Case of Limbic Encephalitis with Positive Anti-Sry-like High Mobility Group Box (SOX) 1 Antibody
Marelisa Albelo Martinez1, Jonathan Cahill1, Syed Rizvi1
1Clinical Multiple Sclerosis Fellowship at Rhode Island Hospital and the Warren Alpert Medical School of Brown University
Objective:

To report a rare presentation of limbic encephalitis associated with positive SOX 1 antibody.

Background:

Anti-SOX 1 antibodies are under-characterized onconeural autoantibodies that have been associated with paraneoplastic syndromes like Lambert- Eaton Myasthenic Syndrome and Cerebellar Degeneration. There have also been rare cases of Paraneoplastic Limbic Encephalitis reported.

Design/Methods:
n/a
Results:
77-year-old female with history of alcoholic cirrhosis initially had subacute behavioral changes and right-handed tremor in June 2023. In December 2023, was found lethargic with left sided weakness and left gaze deviation. EEGs showed lateralized epileptiform discharges in the right hemisphere and electrographic status epilepticus. Brain MRI showed right temporal lobe, thalamus, and insula hyperintensity with diffusion restriction. She was treated empirically for HSV encephalitis, but behavioral changes persisted. In March 2024, she had recurrence of status epilepticus and fever. CSF showed 600 WBC (88 neutrophils), protein 69, glucose 64, negative culture and HSV titers. She was treated for bacterial meningitis. By June 2024, patient continued with cognitive and functional decline, needing 3 antiseizure medications. CSF had 200 WBC, protein 41, and glucose 61 with negative culture.
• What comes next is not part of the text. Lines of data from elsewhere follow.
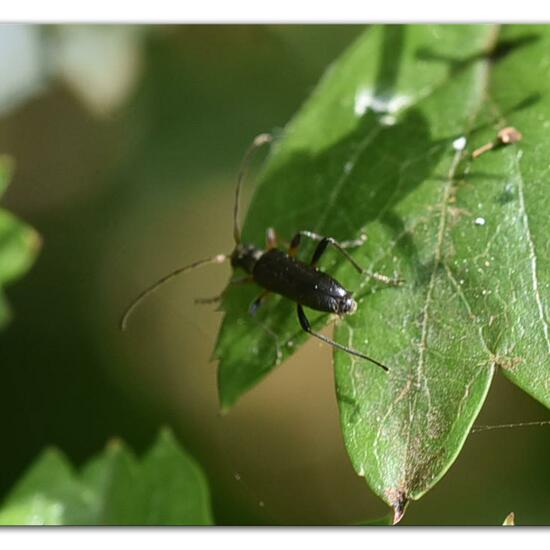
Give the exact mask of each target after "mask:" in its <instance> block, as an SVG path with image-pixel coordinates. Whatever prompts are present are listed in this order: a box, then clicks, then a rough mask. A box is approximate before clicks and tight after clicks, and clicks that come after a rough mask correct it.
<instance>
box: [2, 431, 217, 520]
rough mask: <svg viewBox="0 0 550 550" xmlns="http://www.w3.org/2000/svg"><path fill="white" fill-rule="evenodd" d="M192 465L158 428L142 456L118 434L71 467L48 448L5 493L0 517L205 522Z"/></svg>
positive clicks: (210, 515)
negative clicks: (153, 440)
mask: <svg viewBox="0 0 550 550" xmlns="http://www.w3.org/2000/svg"><path fill="white" fill-rule="evenodd" d="M211 523H212V516H211V512H210V497H209V491H208V486H207V482H206V479H205V477H204V474H203V473H202V471H201V469H200V468H199V467H198V465H197V464H196V463H195V462H194V461H193V460H192V459H191V458H190V457H189V456H188V455H187V454H186V453H185V452H184V451H183V450H182V449H181V447H180V446H179V445H178V444H177V442H176V441H175V439H174V437H173V435H172V434H171V432H169V431H167V430H164V431H163V432H161V433H160V434H159V437H158V439H157V441H156V443H155V444H154V446H153V447H152V448H151V450H150V451H149V453H148V454H147V455H146V456H145V457H144V458H143V459H142V460H136V458H135V457H134V456H133V454H132V453H131V452H130V451H129V450H128V449H127V448H126V447H125V446H124V445H123V444H122V443H121V442H119V441H113V442H111V443H110V444H109V445H108V446H107V448H106V449H105V451H104V452H103V453H102V454H101V455H100V456H98V457H97V458H95V459H92V460H91V461H90V462H89V463H88V464H87V465H86V466H85V467H84V468H83V470H82V473H81V474H77V473H76V472H75V471H74V470H73V469H72V467H71V466H70V464H69V463H68V462H67V460H66V459H65V458H64V457H63V456H62V455H61V454H60V453H59V452H58V451H56V450H47V451H45V452H44V453H43V454H42V455H41V457H40V458H39V459H38V460H37V461H36V463H35V464H34V465H33V466H32V467H31V469H30V470H29V472H28V473H27V474H26V475H25V476H24V477H23V478H22V479H21V481H20V482H19V483H18V484H17V486H16V487H15V488H14V489H13V491H12V493H11V494H10V495H9V496H8V498H7V500H6V502H5V503H4V506H3V508H2V510H0V524H1V525H36V524H39V525H210V524H211Z"/></svg>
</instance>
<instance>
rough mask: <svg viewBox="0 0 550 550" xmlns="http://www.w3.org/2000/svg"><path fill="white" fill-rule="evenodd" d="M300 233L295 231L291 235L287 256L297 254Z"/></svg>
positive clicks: (295, 254) (294, 254) (294, 255)
mask: <svg viewBox="0 0 550 550" xmlns="http://www.w3.org/2000/svg"><path fill="white" fill-rule="evenodd" d="M301 237H302V235H301V234H300V233H296V235H294V237H292V240H291V241H290V245H289V247H288V255H289V256H292V257H294V256H296V254H298V249H299V248H300V240H301Z"/></svg>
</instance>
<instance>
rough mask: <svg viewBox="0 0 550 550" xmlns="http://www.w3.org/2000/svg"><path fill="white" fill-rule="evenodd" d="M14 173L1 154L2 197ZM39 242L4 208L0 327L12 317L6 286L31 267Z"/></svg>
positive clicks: (28, 230) (1, 232) (37, 247)
mask: <svg viewBox="0 0 550 550" xmlns="http://www.w3.org/2000/svg"><path fill="white" fill-rule="evenodd" d="M11 172H12V162H11V160H10V159H9V158H8V157H6V156H0V197H1V196H2V194H3V192H4V191H5V189H6V187H7V185H8V182H9V179H10V177H11ZM39 245H40V238H39V236H38V234H37V233H36V231H34V230H33V229H32V228H30V227H29V226H27V225H26V224H24V223H23V222H21V221H19V220H18V219H17V218H16V217H15V216H13V215H12V214H10V213H9V212H7V211H6V210H2V209H0V328H2V326H3V325H4V324H5V323H6V322H7V321H8V320H9V316H10V312H9V308H8V305H7V303H6V300H5V298H4V296H3V290H2V289H3V287H4V286H5V285H6V284H8V283H10V282H11V281H13V280H14V279H17V278H18V277H20V276H21V275H22V274H23V273H25V272H26V271H27V270H28V269H29V268H30V266H31V265H32V262H33V261H34V258H35V256H36V253H37V251H38V247H39Z"/></svg>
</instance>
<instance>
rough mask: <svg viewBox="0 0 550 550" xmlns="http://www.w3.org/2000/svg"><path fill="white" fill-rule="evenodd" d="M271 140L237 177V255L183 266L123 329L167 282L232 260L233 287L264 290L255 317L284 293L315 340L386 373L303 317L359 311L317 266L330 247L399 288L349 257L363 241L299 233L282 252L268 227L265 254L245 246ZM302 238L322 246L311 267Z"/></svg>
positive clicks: (254, 249) (170, 273)
mask: <svg viewBox="0 0 550 550" xmlns="http://www.w3.org/2000/svg"><path fill="white" fill-rule="evenodd" d="M271 140H272V137H271V135H269V134H260V135H259V136H257V137H256V138H255V139H254V141H253V143H252V145H251V146H250V147H249V149H248V150H247V152H246V153H245V156H244V159H243V162H242V165H241V169H240V171H239V174H238V177H237V187H236V190H235V204H234V209H233V237H234V240H235V248H234V250H233V251H232V252H231V253H229V254H216V255H215V256H211V257H209V258H205V259H203V260H198V261H196V262H194V263H192V264H189V265H186V266H184V267H180V268H179V269H176V270H175V271H173V272H171V273H169V274H168V275H165V276H164V277H163V278H162V279H160V280H159V281H157V282H156V283H154V284H153V285H152V286H150V287H148V288H146V289H145V290H144V291H143V292H142V293H141V294H139V295H138V296H137V298H135V300H134V301H133V302H132V303H131V304H130V305H129V306H128V308H127V309H126V311H125V313H124V315H123V316H122V319H121V322H120V326H121V329H122V330H125V328H126V324H127V321H128V318H129V317H130V315H131V314H132V312H133V311H134V309H135V308H136V306H137V305H138V304H139V303H140V302H141V301H142V300H143V299H144V298H145V297H146V296H148V295H149V294H151V293H152V292H153V291H155V290H157V289H158V288H159V287H160V286H162V285H163V284H164V283H166V282H168V281H169V280H171V279H172V278H174V277H176V276H177V275H180V274H181V273H184V272H185V271H189V270H191V269H195V268H196V267H199V266H203V265H206V264H210V263H223V262H225V261H227V260H229V261H230V262H231V267H232V268H233V269H237V268H240V269H242V270H243V271H244V272H245V273H246V274H247V275H246V276H245V277H243V278H240V279H235V280H233V281H231V282H230V284H235V283H242V282H254V283H256V284H257V285H258V286H260V287H262V288H263V291H262V293H261V294H260V295H259V296H258V298H257V299H256V300H254V302H253V303H252V304H251V306H250V313H251V314H252V315H254V314H255V313H256V311H257V310H258V308H259V307H260V305H261V303H262V301H263V300H264V299H265V297H266V296H267V295H268V294H269V293H270V292H273V293H275V294H280V295H282V296H284V297H286V298H288V299H290V300H292V301H293V302H296V304H297V305H296V308H297V312H298V321H299V323H300V326H301V327H302V329H303V330H305V331H306V332H307V333H309V334H311V335H312V336H315V338H319V339H320V340H322V341H323V342H326V343H327V344H330V345H331V346H333V347H334V348H338V349H340V350H342V351H345V352H347V353H349V354H351V355H355V356H356V357H360V358H361V359H366V360H367V361H370V362H371V363H374V364H375V365H378V366H379V367H381V368H383V369H384V370H385V371H387V370H388V367H386V366H385V365H383V364H382V363H380V362H378V361H376V360H375V359H373V358H372V357H369V356H368V355H365V354H364V353H361V352H359V351H357V350H355V349H352V348H350V347H348V346H344V345H342V344H339V343H338V342H335V341H334V340H332V339H331V338H328V337H327V336H324V335H323V334H319V333H317V332H315V331H314V330H313V329H312V328H311V324H310V322H309V321H308V318H307V317H306V314H305V312H304V306H306V307H309V308H311V309H315V310H317V311H323V312H327V313H336V314H337V315H339V316H344V315H350V314H352V313H354V312H355V310H356V309H357V302H356V301H355V300H354V299H353V297H352V293H351V292H349V291H348V290H346V289H345V288H344V287H343V286H342V285H341V284H340V283H339V282H338V281H336V279H334V278H332V277H331V276H330V275H327V274H326V273H323V272H322V271H320V270H319V268H318V267H317V263H318V262H319V259H320V258H321V256H322V255H323V253H324V252H325V250H326V249H327V247H328V245H332V246H334V247H335V248H336V250H338V252H340V253H341V254H342V255H343V256H344V258H346V260H348V261H349V262H350V263H351V265H352V266H353V267H354V268H355V269H356V270H357V271H358V272H359V273H360V274H362V275H369V276H371V277H373V278H375V279H377V280H379V281H381V282H384V283H386V284H399V283H400V281H399V280H393V279H390V278H389V277H386V276H385V275H380V274H378V273H369V272H367V271H366V270H365V269H363V268H362V267H361V266H360V265H359V264H358V263H357V262H356V261H355V260H354V259H353V258H352V257H351V256H350V255H349V254H348V253H347V252H346V250H345V248H347V247H348V246H356V245H358V244H361V243H362V242H363V240H359V241H350V242H347V243H340V242H338V241H336V240H335V239H333V238H332V237H323V236H321V235H317V234H316V233H313V232H311V231H299V232H298V233H296V235H295V236H294V238H293V239H292V241H291V242H290V246H289V248H288V250H287V251H286V252H284V251H283V250H281V249H279V248H277V238H276V235H275V231H274V229H273V228H269V229H268V230H267V250H261V249H259V248H256V247H255V246H253V245H250V244H244V243H242V242H241V229H240V225H239V204H240V194H241V188H242V183H243V180H244V177H245V174H246V169H247V167H248V164H249V161H250V158H251V156H252V153H253V152H254V151H255V150H256V149H257V148H258V147H260V146H261V145H263V144H264V143H268V142H270V141H271ZM302 237H307V238H310V239H313V240H314V241H318V243H319V244H318V245H317V248H316V249H315V252H314V253H313V256H312V258H311V261H310V263H309V264H306V263H304V262H302V261H300V260H299V259H297V258H296V255H297V253H298V248H299V246H300V241H301V239H302ZM220 299H221V295H220V296H216V297H215V298H210V299H206V300H197V301H199V302H202V303H211V302H215V301H218V300H220Z"/></svg>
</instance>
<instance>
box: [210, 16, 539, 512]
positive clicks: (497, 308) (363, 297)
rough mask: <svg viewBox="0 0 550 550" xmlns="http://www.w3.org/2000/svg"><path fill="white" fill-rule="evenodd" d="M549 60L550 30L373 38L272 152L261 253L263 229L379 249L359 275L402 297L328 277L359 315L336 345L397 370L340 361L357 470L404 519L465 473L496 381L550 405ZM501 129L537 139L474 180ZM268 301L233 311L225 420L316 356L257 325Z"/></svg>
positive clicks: (364, 254) (304, 336) (392, 30)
Serum anti-SOX-1 antibody was positive. Antibodies including anti-amphiphysin, AMPA, DPPX, CV2, LG1, CASPR2, GABABR/GABAAR, PCCA/ANNA, Purkinje Cell, mGLUR1, GAD 65, NMDAR, were negative in CSF and serum. Whole-body pet scan showed intense FDG uptake within the mesial right temporal lobe. No evidence of malignancy. Patient received 5 days of immunoglobulin (IVIG) and steroids in July 2024. Since this treatment, continues to show improvement in cognition and has been seizure free even after simplification of antiseizure regimen. Patient will continue IVIG therapy and routine monitoring for underlying malignancy.
Conclusions:

The neurological presentations of patients with anti-SOX1 abs are more diverse than recognized, leading to potential misdiagnosis as infectious or neurodegenerative disorders.  Continued reporting of cases is warranted to increase the awareness of the full spectrum of presentations.